Mas, independente de quem for o adversário do Brasil, a atuação hoje contra a Noruega é considerada vital para que o time ganhe ritmo para as oitavas-de-final. ‘‘A cada jogo o time apresenta uma pequena evolução’’, disse o coordenador técnico Zico. ‘‘Precisamos continuar trilhando esse caminho, precisamos continuar crescendo.’’
Indagado, em seguida, se a Seleção já estará 100% sábado, nas oitavas-de-final, Zico disse que não. ‘‘Só estaremos 100% em 12 de julho’’, avisou, referindo-se à data da final do Mundial. O goleiro Taffarel também acha que, apesar de o jogo de hoje ser um ‘‘treino de luxo’’ para o Brasil, como definiu o técnico Zagallo, uma derrota teria consequências negativas entre o grupo.
‘‘Se perdermos, nós sabemos o que vai se passar. Vocês vão encher páginas e páginas falando de crise, e a moral do time vai cair. Mesmo que o jogo não esteja valendo nada para a gente, num torneio como é o Mundial, uma derrota é sempre ruim’’, disse. ‘‘Já conversamos sobre isso e temos que entrar fortes no mata-mata’’, disse Taffarel. ‘‘Nada melhor do que começar embalados com nove pontos.’’

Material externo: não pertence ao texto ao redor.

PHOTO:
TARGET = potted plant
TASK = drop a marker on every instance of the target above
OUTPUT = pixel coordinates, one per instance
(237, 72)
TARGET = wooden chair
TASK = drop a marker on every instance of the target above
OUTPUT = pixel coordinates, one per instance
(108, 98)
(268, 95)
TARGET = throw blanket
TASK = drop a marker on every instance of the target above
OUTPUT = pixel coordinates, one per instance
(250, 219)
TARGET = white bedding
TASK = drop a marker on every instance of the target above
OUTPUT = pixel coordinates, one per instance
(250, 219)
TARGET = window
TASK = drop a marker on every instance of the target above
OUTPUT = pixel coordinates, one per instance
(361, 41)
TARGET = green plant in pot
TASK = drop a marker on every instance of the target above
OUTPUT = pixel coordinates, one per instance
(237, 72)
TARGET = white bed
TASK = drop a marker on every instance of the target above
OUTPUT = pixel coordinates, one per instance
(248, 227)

O mata-mata a que se referiu o goleiro começa sábado, com as oitavas-de-final. Daí para a frente, a seleção que perder estará eliminada do Mundial.
Segundo o lateral Cafu, ‘‘depois que vencemos Marrocos, as críticas passaram e o ambiente ficou ainda melhor. Se ganharmos também da Noruega, vamos chegar tinindo na próxima fase.’’ Cafu tem outro motivo para vencer: ‘‘É a hora de mostrarmos para eles o nosso valor. Não pelos 4 a 2 do ano passado (derrota do Brasil em amistoso disputado em Oslo), mas pelas críticas que fizeram depois’’.

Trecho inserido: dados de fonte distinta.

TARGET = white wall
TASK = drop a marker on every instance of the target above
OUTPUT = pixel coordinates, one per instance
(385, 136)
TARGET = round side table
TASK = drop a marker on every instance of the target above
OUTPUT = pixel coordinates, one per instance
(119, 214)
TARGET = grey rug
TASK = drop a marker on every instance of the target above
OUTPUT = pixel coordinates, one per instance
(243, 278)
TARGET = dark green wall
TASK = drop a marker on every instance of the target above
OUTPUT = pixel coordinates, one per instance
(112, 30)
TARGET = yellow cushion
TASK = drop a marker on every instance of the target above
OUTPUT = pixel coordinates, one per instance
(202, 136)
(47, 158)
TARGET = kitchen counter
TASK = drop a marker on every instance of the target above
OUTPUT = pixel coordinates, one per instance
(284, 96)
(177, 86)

Gonçalves Para a maioria dos jogadores da Seleção, a partida de hoje pode até ter um gostinho de amistoso, em razão da classificação e do primeiro lugar do Grupo A já garantidos. Menos para o zagueiro Gonçalves. ‘‘Esse é o jogo mais importante da minha vida. É assim que devo encarar’’, disse o jogador, que substitui o titular Aldair, pendurado com um cartão amarelo.
Com 1,80m, Gonçalves sabe que terá trabalho contra o ataque aéreo da Noruega. E já pede ajuda aos companheiros. ‘‘Não adianta ficar só pulando com eles. É preciso que todos se empenhem para não facilitar os cruzamentos na área.’’ Na hora do corpo-a-corpo, o zagueiro tem um segredo: ‘‘Grudar no adversário e não deixar ele ter facilidade para alcançar a bola. Se não puder cortar o cruzamento, pelo menos não posso deixá-lo cabecear com tranquilidade.’’
A missão de ganhar a batalha aérea ficará com Júnior Baiano, de 1,93m, a mesma altura do atacante Andre Flo, o mais perigoso cabeceador norueguês. ‘‘Vou grudar nele em todas as jogadas de bola parada’’, avisa Júnior Baiano, que foi o titular escolhido para o ‘‘sacrifício’’.